Our Methodology

Every comparison on this site follows the same rigorous process. Here is exactly how we evaluate AI subscriptions.

1

Hands-On Testing

We pay for and actively use every AI subscription we review. No trial accounts, no vendor-provided demos. Each product is tested across a standardized set of tasks — writing, coding, analysis, creative work, and conversational quality — so comparisons reflect real capabilities, not marketing promises.

2

Regular Price Verification

AI providers change pricing frequently. We verify every price point directly from official sources on a regular cadence and update our pages within 48 hours of confirmed changes. Every pricing page shows a "last verified" date so you know the information is current.

3

Feature-by-Feature Analysis

We break down every subscription into its component features — model access, context window size, rate limits, API availability, file upload support, image generation, plugins, and more. This granular approach makes it easy to see exactly where each product excels and where it falls short.

4

Real-World Usage Scenarios

Benchmarks only tell part of the story.
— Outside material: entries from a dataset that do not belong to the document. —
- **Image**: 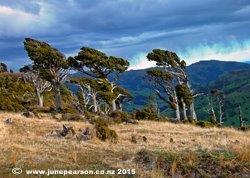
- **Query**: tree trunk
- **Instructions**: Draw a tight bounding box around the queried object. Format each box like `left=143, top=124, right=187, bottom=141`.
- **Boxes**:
left=181, top=98, right=188, bottom=121
left=173, top=91, right=181, bottom=121
left=36, top=91, right=43, bottom=108
left=54, top=84, right=62, bottom=112
left=239, top=106, right=244, bottom=127
left=211, top=107, right=217, bottom=122
left=219, top=104, right=223, bottom=125
left=118, top=101, right=122, bottom=111
left=187, top=81, right=197, bottom=121
left=189, top=102, right=197, bottom=121
left=111, top=100, right=116, bottom=111
left=92, top=93, right=98, bottom=113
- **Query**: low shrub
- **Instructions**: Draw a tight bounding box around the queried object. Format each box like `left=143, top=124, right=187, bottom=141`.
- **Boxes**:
left=134, top=107, right=163, bottom=120
left=62, top=113, right=84, bottom=121
left=95, top=124, right=118, bottom=143
left=134, top=149, right=243, bottom=177
left=109, top=111, right=138, bottom=124
left=196, top=121, right=217, bottom=128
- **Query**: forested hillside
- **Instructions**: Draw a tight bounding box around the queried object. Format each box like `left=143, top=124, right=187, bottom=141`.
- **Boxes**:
left=116, top=60, right=250, bottom=125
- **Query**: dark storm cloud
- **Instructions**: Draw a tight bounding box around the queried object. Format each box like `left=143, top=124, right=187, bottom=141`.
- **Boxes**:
left=0, top=0, right=250, bottom=67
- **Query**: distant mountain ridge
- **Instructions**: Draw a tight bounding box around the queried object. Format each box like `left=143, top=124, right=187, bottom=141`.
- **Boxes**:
left=70, top=60, right=250, bottom=124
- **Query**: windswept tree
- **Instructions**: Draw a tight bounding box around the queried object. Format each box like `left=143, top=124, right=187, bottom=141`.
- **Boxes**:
left=210, top=89, right=225, bottom=125
left=0, top=62, right=8, bottom=73
left=175, top=83, right=193, bottom=120
left=69, top=47, right=129, bottom=111
left=24, top=38, right=69, bottom=112
left=19, top=65, right=51, bottom=107
left=147, top=49, right=197, bottom=120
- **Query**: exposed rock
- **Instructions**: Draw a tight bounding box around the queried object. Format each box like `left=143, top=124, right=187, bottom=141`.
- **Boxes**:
left=4, top=118, right=13, bottom=124
left=77, top=127, right=92, bottom=141
left=130, top=135, right=137, bottom=143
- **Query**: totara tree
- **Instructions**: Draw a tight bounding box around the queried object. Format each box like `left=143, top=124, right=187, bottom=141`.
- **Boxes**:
left=0, top=62, right=8, bottom=73
left=24, top=38, right=69, bottom=112
left=19, top=65, right=51, bottom=107
left=69, top=47, right=129, bottom=111
left=70, top=78, right=100, bottom=113
left=210, top=89, right=225, bottom=125
left=147, top=49, right=197, bottom=120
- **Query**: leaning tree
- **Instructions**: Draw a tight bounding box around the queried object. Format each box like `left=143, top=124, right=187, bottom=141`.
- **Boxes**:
left=147, top=49, right=197, bottom=120
left=147, top=68, right=180, bottom=121
left=210, top=89, right=225, bottom=125
left=19, top=65, right=51, bottom=107
left=24, top=38, right=69, bottom=112
left=0, top=62, right=8, bottom=73
left=69, top=47, right=129, bottom=111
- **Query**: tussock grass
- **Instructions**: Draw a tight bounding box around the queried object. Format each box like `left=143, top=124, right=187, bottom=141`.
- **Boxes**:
left=0, top=112, right=250, bottom=177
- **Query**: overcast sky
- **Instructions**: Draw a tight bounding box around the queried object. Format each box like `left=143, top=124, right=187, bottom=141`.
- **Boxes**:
left=0, top=0, right=250, bottom=70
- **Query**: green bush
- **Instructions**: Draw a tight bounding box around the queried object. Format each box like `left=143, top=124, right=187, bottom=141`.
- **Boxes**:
left=0, top=73, right=36, bottom=112
left=95, top=119, right=118, bottom=143
left=109, top=111, right=138, bottom=124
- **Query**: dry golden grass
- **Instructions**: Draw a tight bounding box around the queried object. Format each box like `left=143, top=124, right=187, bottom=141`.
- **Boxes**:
left=0, top=112, right=250, bottom=177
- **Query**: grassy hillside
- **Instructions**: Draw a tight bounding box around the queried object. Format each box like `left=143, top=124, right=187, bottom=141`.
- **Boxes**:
left=114, top=60, right=250, bottom=126
left=0, top=112, right=250, bottom=178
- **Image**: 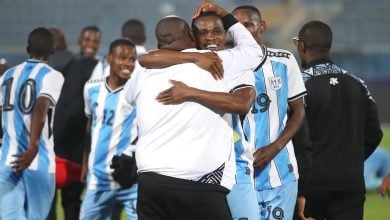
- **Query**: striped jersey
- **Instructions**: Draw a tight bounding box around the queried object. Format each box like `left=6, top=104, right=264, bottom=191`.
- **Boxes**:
left=84, top=78, right=137, bottom=189
left=224, top=71, right=255, bottom=183
left=244, top=47, right=306, bottom=190
left=0, top=60, right=64, bottom=173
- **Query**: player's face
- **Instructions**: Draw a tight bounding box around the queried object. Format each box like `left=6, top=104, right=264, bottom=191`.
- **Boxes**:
left=107, top=45, right=137, bottom=80
left=79, top=30, right=100, bottom=58
left=233, top=9, right=266, bottom=44
left=195, top=16, right=226, bottom=51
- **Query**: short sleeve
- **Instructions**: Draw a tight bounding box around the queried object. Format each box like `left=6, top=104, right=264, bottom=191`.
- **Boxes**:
left=38, top=71, right=64, bottom=105
left=287, top=54, right=306, bottom=101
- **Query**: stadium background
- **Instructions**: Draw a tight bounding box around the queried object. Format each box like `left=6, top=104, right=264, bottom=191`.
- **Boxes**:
left=0, top=0, right=390, bottom=219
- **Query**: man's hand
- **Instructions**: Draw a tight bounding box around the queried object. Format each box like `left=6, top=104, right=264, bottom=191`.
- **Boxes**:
left=253, top=142, right=281, bottom=169
left=80, top=161, right=88, bottom=184
left=156, top=80, right=194, bottom=105
left=379, top=173, right=390, bottom=197
left=192, top=0, right=228, bottom=19
left=194, top=52, right=223, bottom=80
left=11, top=147, right=38, bottom=171
left=297, top=196, right=315, bottom=220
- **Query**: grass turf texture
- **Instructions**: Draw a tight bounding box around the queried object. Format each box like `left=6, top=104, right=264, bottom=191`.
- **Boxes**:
left=57, top=124, right=390, bottom=220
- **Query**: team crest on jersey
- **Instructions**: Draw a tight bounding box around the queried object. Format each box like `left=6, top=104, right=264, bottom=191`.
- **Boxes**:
left=268, top=76, right=282, bottom=90
left=120, top=104, right=132, bottom=115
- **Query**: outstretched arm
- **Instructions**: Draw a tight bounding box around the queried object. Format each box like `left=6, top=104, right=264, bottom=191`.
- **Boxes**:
left=11, top=96, right=52, bottom=171
left=139, top=49, right=223, bottom=79
left=156, top=80, right=256, bottom=114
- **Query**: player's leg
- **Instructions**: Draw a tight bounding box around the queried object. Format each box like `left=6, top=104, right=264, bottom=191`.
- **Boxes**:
left=326, top=192, right=365, bottom=220
left=257, top=181, right=298, bottom=220
left=0, top=166, right=26, bottom=219
left=227, top=183, right=260, bottom=220
left=137, top=173, right=232, bottom=220
left=116, top=184, right=138, bottom=220
left=61, top=182, right=84, bottom=220
left=80, top=189, right=115, bottom=220
left=23, top=169, right=55, bottom=219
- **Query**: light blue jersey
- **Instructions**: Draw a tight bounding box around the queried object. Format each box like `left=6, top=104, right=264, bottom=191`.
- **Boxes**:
left=244, top=47, right=306, bottom=190
left=0, top=60, right=64, bottom=219
left=84, top=78, right=137, bottom=190
left=0, top=60, right=64, bottom=173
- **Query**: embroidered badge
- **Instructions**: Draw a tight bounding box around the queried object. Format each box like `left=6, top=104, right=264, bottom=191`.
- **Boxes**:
left=120, top=104, right=132, bottom=115
left=268, top=76, right=282, bottom=90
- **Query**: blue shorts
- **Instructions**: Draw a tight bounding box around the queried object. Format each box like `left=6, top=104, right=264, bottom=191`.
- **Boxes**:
left=0, top=165, right=55, bottom=220
left=80, top=184, right=137, bottom=220
left=227, top=183, right=260, bottom=220
left=256, top=181, right=298, bottom=220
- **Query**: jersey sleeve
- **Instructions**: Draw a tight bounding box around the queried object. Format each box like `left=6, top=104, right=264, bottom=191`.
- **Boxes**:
left=287, top=54, right=306, bottom=101
left=217, top=22, right=263, bottom=78
left=0, top=74, right=4, bottom=107
left=38, top=72, right=64, bottom=105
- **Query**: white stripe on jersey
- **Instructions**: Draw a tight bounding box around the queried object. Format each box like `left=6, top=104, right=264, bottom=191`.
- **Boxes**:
left=269, top=160, right=282, bottom=186
left=1, top=60, right=63, bottom=173
left=88, top=84, right=107, bottom=189
left=2, top=63, right=26, bottom=166
left=84, top=78, right=137, bottom=189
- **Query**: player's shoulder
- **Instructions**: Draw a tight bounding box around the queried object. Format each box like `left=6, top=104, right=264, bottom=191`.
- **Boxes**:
left=85, top=76, right=106, bottom=87
left=266, top=47, right=293, bottom=59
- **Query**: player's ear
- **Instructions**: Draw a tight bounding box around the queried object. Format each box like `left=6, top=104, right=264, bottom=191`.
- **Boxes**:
left=259, top=20, right=267, bottom=33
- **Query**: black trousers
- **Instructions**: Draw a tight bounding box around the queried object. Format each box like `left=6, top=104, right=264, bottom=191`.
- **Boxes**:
left=305, top=191, right=366, bottom=220
left=137, top=173, right=232, bottom=220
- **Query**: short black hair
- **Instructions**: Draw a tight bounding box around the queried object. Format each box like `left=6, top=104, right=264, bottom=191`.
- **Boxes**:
left=191, top=12, right=222, bottom=35
left=27, top=27, right=54, bottom=57
left=232, top=5, right=261, bottom=20
left=109, top=38, right=135, bottom=53
left=80, top=25, right=101, bottom=36
left=299, top=21, right=332, bottom=52
left=155, top=16, right=191, bottom=48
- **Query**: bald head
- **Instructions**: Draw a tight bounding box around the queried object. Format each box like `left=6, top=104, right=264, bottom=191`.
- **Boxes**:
left=122, top=19, right=146, bottom=45
left=299, top=21, right=332, bottom=52
left=156, top=16, right=195, bottom=51
left=48, top=27, right=67, bottom=49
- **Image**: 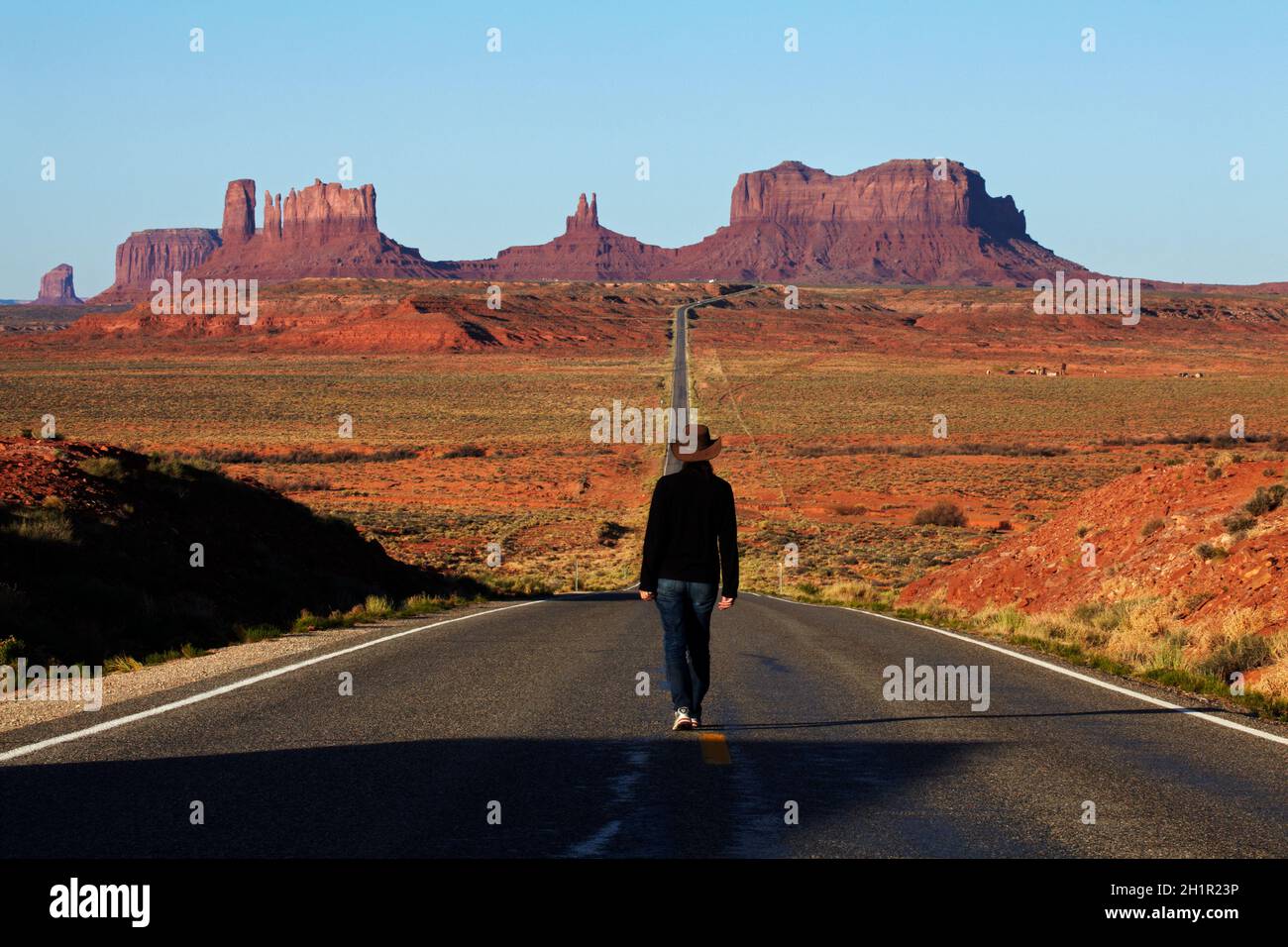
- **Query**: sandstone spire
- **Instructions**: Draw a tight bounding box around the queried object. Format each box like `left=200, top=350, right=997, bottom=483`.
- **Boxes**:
left=567, top=193, right=599, bottom=231
left=263, top=189, right=282, bottom=241
left=219, top=177, right=255, bottom=244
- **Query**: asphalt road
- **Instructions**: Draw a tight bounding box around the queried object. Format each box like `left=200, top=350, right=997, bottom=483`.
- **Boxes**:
left=0, top=592, right=1288, bottom=857
left=662, top=286, right=760, bottom=473
left=0, top=283, right=1288, bottom=858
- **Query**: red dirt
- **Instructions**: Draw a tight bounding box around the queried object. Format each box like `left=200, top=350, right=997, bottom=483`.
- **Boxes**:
left=899, top=460, right=1288, bottom=630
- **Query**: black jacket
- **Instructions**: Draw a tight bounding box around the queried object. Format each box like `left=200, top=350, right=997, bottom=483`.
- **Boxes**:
left=640, top=464, right=738, bottom=598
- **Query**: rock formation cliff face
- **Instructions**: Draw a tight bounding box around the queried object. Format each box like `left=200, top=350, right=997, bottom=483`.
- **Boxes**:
left=657, top=159, right=1086, bottom=286
left=36, top=263, right=81, bottom=305
left=89, top=227, right=220, bottom=304
left=456, top=194, right=677, bottom=279
left=219, top=177, right=255, bottom=246
left=458, top=161, right=1086, bottom=286
left=192, top=179, right=451, bottom=282
left=93, top=159, right=1087, bottom=301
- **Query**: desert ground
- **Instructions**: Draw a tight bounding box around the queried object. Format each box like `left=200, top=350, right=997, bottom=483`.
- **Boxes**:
left=0, top=279, right=1288, bottom=710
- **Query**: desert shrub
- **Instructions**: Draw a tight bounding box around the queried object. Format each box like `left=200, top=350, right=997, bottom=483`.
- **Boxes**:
left=1194, top=543, right=1231, bottom=561
left=595, top=519, right=630, bottom=546
left=1195, top=634, right=1270, bottom=682
left=3, top=506, right=74, bottom=543
left=103, top=655, right=143, bottom=674
left=362, top=595, right=394, bottom=618
left=1221, top=510, right=1257, bottom=533
left=912, top=500, right=966, bottom=526
left=76, top=458, right=125, bottom=481
left=443, top=445, right=486, bottom=460
left=1243, top=483, right=1288, bottom=517
left=980, top=605, right=1027, bottom=635
left=1105, top=599, right=1175, bottom=666
left=233, top=625, right=282, bottom=644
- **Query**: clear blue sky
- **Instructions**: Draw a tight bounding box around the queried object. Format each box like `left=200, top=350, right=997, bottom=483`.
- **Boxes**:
left=0, top=0, right=1288, bottom=299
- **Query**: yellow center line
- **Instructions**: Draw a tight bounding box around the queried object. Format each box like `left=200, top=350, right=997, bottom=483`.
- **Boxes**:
left=698, top=733, right=733, bottom=767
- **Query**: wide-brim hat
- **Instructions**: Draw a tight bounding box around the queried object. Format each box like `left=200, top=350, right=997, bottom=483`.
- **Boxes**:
left=671, top=424, right=724, bottom=464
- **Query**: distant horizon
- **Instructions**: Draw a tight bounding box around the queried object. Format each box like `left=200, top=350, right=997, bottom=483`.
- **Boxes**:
left=0, top=3, right=1288, bottom=300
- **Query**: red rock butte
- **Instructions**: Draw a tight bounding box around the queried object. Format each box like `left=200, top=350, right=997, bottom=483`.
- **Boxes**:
left=36, top=263, right=81, bottom=305
left=85, top=158, right=1087, bottom=303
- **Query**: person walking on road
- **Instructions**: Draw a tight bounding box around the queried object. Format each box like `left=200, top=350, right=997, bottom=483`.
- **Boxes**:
left=640, top=424, right=738, bottom=730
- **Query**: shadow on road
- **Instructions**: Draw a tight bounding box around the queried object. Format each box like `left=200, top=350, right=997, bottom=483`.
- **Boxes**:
left=704, top=707, right=1229, bottom=732
left=0, top=734, right=988, bottom=858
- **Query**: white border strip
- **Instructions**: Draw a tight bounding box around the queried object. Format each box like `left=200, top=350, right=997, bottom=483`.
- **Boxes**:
left=747, top=591, right=1288, bottom=746
left=0, top=598, right=553, bottom=763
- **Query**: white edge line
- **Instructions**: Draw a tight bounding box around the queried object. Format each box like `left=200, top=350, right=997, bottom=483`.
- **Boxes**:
left=747, top=591, right=1288, bottom=746
left=0, top=598, right=551, bottom=763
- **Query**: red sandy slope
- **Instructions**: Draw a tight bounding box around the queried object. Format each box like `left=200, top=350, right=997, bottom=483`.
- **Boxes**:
left=901, top=460, right=1288, bottom=630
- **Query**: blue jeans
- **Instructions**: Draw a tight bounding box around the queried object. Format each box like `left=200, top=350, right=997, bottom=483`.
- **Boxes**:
left=654, top=579, right=716, bottom=716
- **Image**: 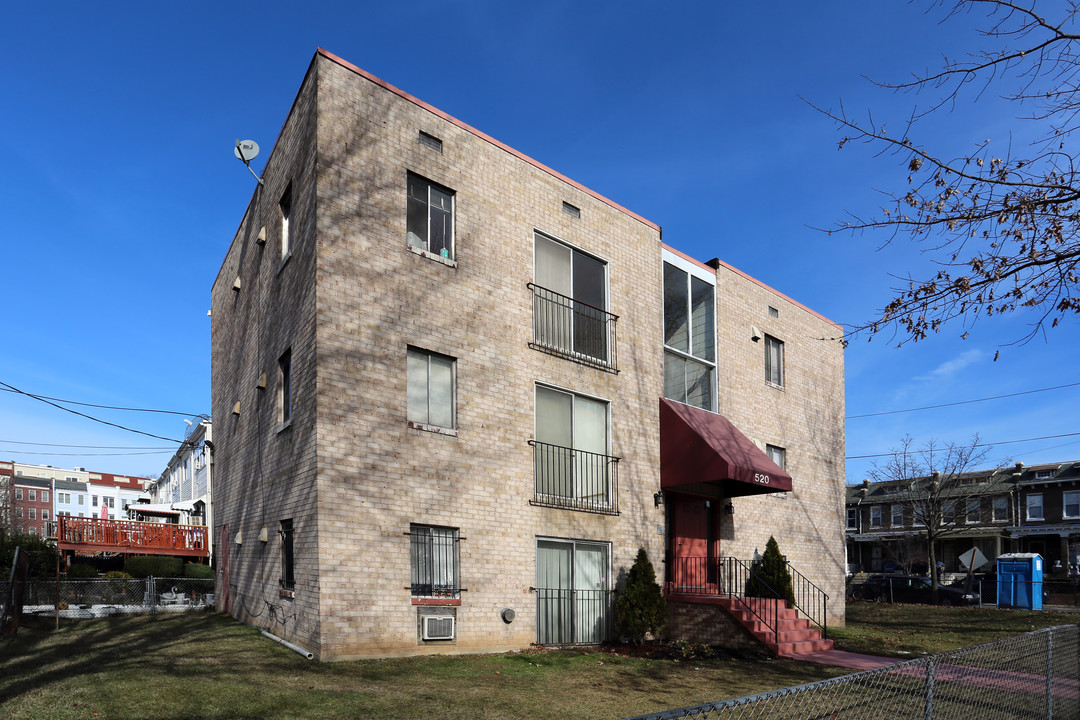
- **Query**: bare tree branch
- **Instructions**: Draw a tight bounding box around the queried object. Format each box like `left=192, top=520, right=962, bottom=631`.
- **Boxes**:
left=811, top=0, right=1080, bottom=344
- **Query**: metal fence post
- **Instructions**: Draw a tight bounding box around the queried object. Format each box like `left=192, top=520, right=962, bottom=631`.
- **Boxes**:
left=1047, top=628, right=1054, bottom=720
left=922, top=657, right=937, bottom=720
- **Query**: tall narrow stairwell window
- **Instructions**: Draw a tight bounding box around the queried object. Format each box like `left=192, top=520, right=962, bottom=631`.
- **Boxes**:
left=664, top=253, right=716, bottom=411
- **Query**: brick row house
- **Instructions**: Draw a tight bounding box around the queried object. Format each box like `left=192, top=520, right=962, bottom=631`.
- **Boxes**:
left=212, top=50, right=845, bottom=660
left=0, top=462, right=148, bottom=538
left=846, top=461, right=1080, bottom=575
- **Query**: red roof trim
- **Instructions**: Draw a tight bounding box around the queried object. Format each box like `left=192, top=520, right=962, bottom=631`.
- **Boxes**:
left=315, top=47, right=660, bottom=232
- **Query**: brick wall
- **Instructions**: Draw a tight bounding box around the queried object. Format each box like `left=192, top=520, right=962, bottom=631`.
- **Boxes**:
left=213, top=54, right=843, bottom=660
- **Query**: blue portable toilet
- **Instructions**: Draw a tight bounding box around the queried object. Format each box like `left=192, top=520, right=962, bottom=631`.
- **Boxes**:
left=998, top=553, right=1042, bottom=610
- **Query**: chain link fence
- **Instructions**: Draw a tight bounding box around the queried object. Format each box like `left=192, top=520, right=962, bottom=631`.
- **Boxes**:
left=633, top=625, right=1080, bottom=720
left=0, top=578, right=214, bottom=619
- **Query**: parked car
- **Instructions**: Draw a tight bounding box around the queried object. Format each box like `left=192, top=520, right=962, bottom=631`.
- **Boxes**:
left=851, top=575, right=982, bottom=604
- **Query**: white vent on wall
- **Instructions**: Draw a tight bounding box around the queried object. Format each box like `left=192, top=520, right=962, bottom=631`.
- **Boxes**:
left=422, top=615, right=454, bottom=640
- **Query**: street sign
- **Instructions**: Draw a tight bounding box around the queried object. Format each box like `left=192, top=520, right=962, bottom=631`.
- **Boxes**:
left=960, top=547, right=989, bottom=570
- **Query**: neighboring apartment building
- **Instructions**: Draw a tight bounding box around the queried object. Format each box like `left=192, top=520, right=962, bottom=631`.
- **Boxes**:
left=14, top=476, right=54, bottom=538
left=212, top=51, right=845, bottom=660
left=846, top=462, right=1080, bottom=574
left=145, top=420, right=214, bottom=558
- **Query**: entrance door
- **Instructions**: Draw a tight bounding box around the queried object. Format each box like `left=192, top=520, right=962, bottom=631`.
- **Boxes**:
left=672, top=495, right=716, bottom=593
left=537, top=540, right=610, bottom=644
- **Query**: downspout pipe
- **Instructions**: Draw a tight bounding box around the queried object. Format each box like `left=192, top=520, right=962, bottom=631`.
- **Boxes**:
left=261, top=630, right=315, bottom=660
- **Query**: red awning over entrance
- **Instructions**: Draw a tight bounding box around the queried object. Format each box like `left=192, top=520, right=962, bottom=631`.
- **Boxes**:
left=660, top=398, right=792, bottom=498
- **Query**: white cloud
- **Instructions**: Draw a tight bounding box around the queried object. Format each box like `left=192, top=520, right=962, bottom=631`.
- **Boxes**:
left=915, top=350, right=986, bottom=381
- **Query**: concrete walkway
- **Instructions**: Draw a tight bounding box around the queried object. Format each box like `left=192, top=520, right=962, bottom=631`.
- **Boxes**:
left=788, top=650, right=904, bottom=670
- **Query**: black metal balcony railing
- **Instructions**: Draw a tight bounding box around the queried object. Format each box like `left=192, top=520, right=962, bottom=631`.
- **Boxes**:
left=530, top=587, right=612, bottom=646
left=528, top=283, right=619, bottom=372
left=528, top=440, right=619, bottom=515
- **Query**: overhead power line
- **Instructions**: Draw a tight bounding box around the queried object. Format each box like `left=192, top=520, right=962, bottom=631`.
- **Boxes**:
left=845, top=433, right=1080, bottom=460
left=0, top=380, right=184, bottom=443
left=845, top=382, right=1080, bottom=420
left=0, top=440, right=176, bottom=450
left=0, top=383, right=206, bottom=418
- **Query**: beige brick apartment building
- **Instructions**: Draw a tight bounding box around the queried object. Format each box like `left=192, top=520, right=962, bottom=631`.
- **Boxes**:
left=212, top=51, right=845, bottom=660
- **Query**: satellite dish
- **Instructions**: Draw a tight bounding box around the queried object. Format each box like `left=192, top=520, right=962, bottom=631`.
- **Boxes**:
left=232, top=140, right=259, bottom=163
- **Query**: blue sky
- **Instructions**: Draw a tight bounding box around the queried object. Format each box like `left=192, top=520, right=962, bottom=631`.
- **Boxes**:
left=0, top=0, right=1080, bottom=480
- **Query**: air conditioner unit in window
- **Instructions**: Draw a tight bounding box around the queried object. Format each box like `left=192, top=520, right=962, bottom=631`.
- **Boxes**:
left=421, top=615, right=454, bottom=640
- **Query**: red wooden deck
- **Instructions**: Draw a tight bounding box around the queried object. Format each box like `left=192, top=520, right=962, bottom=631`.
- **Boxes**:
left=56, top=515, right=210, bottom=557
We test every product in real-world scenarios: drafting emails, debugging code, summarizing documents, brainstorming ideas, and building projects. Our "best for" recommendations are grounded in how these tools actually perform in daily workflows, not isolated tests.

5

Benchmark Scoring

Where applicable, we reference publicly available benchmarks (MMLU, HumanEval, GPQA, and others) alongside our own qualitative assessments. Scores are normalized so you can compare across providers on a consistent scale. We always note when benchmark data is self-reported versus independently verified.

6

Community Feedback

Our analysis doesn't happen in a vacuum. We monitor community sentiment across forums, social platforms, and user reviews to surface issues and strengths that might not appear in controlled testing. Reader corrections and feedback are incorporated into updates — if we get something wrong, we fix it.